Meditate. Research published in JAMA Internal Medicine found middle-age and older adults who practiced mindful meditation showed less insomnia, depression and fatigue. How to do it? Focus on a positive word or phrase. When your mind drifts (which it probably will), take a deep breath and bring it back.
Practice deep breathing throughout the day. Then when it’s bedtime, you know how to take those deep diaphragmatic breaths. “It takes practice to get good at it,” Taylor says. “The idea has two factors: Trying to reduce ongoing muscular tension, and it’s a distraction technique. You’re focusing on this rather than the thoughts going on.”
This can be as simple, says yoga instructor Debbi Levy-Rothschild, as making your inhale longer than your exhale. For instance, inhale to the count of six; exhale to the count of four.
Relax your body, one section at a time. “Get heavy,” Levy-Rothschild says. “Start at the crown of the head and begin to review all the body parts as they sink deeper into the mattress. Be sure to roll the tongue in the mouth a bit; believe it or not, you can keep body tension in your lips, jaw and even your tongue.”
Think of sleep as a gift to yourself. Say this out loud, she suggests: “It is time for me to quiet the mind and allow my body the gift of sleep so that I can be refreshed to do my best tomorrow.” Turn your palms upward, she says, to help you remember to receive.
Bore yourself.

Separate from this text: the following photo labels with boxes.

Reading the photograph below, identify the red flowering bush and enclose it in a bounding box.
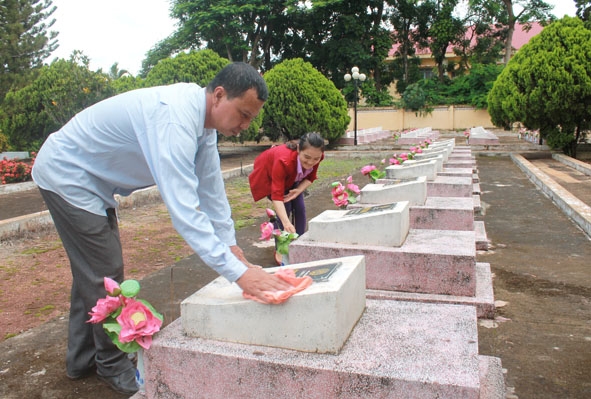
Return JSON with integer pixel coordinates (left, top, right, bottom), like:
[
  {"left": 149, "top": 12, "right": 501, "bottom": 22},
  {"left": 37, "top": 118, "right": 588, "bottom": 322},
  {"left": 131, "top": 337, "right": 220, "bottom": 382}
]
[{"left": 0, "top": 152, "right": 36, "bottom": 184}]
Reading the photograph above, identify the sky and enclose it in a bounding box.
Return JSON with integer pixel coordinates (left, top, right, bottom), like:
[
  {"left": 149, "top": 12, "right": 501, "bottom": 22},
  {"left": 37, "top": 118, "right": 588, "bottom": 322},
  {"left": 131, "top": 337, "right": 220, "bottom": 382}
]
[
  {"left": 47, "top": 0, "right": 576, "bottom": 75},
  {"left": 47, "top": 0, "right": 176, "bottom": 75}
]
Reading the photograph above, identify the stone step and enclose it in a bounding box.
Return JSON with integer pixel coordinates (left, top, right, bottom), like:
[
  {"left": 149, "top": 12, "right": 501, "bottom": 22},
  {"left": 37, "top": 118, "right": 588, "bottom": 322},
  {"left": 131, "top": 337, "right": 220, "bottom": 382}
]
[
  {"left": 409, "top": 197, "right": 474, "bottom": 230},
  {"left": 289, "top": 229, "right": 476, "bottom": 296},
  {"left": 366, "top": 262, "right": 495, "bottom": 319},
  {"left": 427, "top": 175, "right": 474, "bottom": 197},
  {"left": 139, "top": 300, "right": 504, "bottom": 399}
]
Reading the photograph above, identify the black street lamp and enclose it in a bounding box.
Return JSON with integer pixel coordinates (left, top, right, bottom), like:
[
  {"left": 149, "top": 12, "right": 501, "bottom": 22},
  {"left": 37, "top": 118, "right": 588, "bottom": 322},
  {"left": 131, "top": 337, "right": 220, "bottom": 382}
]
[{"left": 344, "top": 67, "right": 366, "bottom": 145}]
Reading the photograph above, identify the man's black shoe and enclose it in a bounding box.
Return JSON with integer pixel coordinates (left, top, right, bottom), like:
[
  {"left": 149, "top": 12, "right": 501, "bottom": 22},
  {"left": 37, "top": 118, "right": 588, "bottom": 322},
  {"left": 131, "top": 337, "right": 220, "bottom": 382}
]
[{"left": 97, "top": 367, "right": 138, "bottom": 395}]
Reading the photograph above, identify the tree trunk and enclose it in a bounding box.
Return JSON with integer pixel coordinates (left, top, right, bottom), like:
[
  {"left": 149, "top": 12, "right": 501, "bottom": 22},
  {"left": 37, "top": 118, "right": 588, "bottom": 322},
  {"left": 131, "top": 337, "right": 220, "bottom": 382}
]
[{"left": 503, "top": 0, "right": 515, "bottom": 65}]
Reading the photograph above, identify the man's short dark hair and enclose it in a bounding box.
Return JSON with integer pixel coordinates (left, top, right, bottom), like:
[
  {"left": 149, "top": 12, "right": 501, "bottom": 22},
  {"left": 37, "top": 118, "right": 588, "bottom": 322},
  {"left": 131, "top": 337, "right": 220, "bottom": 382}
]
[{"left": 207, "top": 62, "right": 269, "bottom": 101}]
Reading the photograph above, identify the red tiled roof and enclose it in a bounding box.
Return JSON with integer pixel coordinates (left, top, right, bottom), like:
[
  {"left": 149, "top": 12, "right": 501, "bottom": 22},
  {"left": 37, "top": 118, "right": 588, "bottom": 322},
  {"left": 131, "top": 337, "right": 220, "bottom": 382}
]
[{"left": 388, "top": 22, "right": 544, "bottom": 57}]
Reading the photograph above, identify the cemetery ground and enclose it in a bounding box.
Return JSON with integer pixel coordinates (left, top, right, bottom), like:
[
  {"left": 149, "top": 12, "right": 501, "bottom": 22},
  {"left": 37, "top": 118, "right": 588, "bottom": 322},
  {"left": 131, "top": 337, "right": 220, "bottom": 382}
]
[{"left": 0, "top": 137, "right": 591, "bottom": 399}]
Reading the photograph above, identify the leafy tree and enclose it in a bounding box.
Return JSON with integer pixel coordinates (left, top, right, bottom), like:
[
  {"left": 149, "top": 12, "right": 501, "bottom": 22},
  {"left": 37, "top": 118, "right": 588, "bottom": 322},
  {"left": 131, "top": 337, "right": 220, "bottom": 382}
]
[
  {"left": 468, "top": 0, "right": 555, "bottom": 65},
  {"left": 575, "top": 0, "right": 591, "bottom": 29},
  {"left": 0, "top": 0, "right": 57, "bottom": 102},
  {"left": 156, "top": 0, "right": 298, "bottom": 69},
  {"left": 0, "top": 51, "right": 114, "bottom": 151},
  {"left": 144, "top": 50, "right": 230, "bottom": 87},
  {"left": 298, "top": 0, "right": 394, "bottom": 105},
  {"left": 389, "top": 0, "right": 425, "bottom": 93},
  {"left": 426, "top": 0, "right": 465, "bottom": 80},
  {"left": 401, "top": 83, "right": 428, "bottom": 113},
  {"left": 263, "top": 58, "right": 351, "bottom": 142},
  {"left": 488, "top": 17, "right": 591, "bottom": 157}
]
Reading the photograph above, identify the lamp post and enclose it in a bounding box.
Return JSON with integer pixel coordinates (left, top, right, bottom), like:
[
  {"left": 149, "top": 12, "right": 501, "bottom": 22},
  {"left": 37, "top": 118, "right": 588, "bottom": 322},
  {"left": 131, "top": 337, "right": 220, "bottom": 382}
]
[{"left": 344, "top": 67, "right": 366, "bottom": 145}]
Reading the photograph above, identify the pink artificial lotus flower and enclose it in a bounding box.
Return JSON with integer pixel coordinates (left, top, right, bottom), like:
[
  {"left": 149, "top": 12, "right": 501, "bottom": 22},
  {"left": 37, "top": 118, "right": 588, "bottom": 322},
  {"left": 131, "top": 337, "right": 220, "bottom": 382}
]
[
  {"left": 361, "top": 165, "right": 376, "bottom": 175},
  {"left": 259, "top": 222, "right": 275, "bottom": 241},
  {"left": 332, "top": 183, "right": 349, "bottom": 208},
  {"left": 117, "top": 298, "right": 162, "bottom": 349},
  {"left": 87, "top": 295, "right": 121, "bottom": 323},
  {"left": 104, "top": 277, "right": 121, "bottom": 296},
  {"left": 347, "top": 183, "right": 361, "bottom": 194}
]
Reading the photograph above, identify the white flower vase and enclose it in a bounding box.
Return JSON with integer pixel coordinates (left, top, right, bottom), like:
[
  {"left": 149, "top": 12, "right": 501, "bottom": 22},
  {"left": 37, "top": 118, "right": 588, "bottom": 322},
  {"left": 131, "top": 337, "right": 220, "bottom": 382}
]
[
  {"left": 135, "top": 348, "right": 146, "bottom": 393},
  {"left": 281, "top": 254, "right": 289, "bottom": 266}
]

Shawna Seed of Dallas recites state capitals or thinks of “a famous person for every letter of the alphabet, that sort of thing. If I’m not asleep in 20 minutes or so, I get up and read a book.”
If you can’t sleep, don’t panic. “People have weird thoughts about sleep: ‘If I don’t sleep, I won’t be able to do my job and my boss will get mad and I’ll lose my job,’” Taylor says. “Those things don’t help you fall asleep.” It’s the cumulative effects of not being able to sleep that can affect your health. Often, he says, “insomnia isn’t every night.”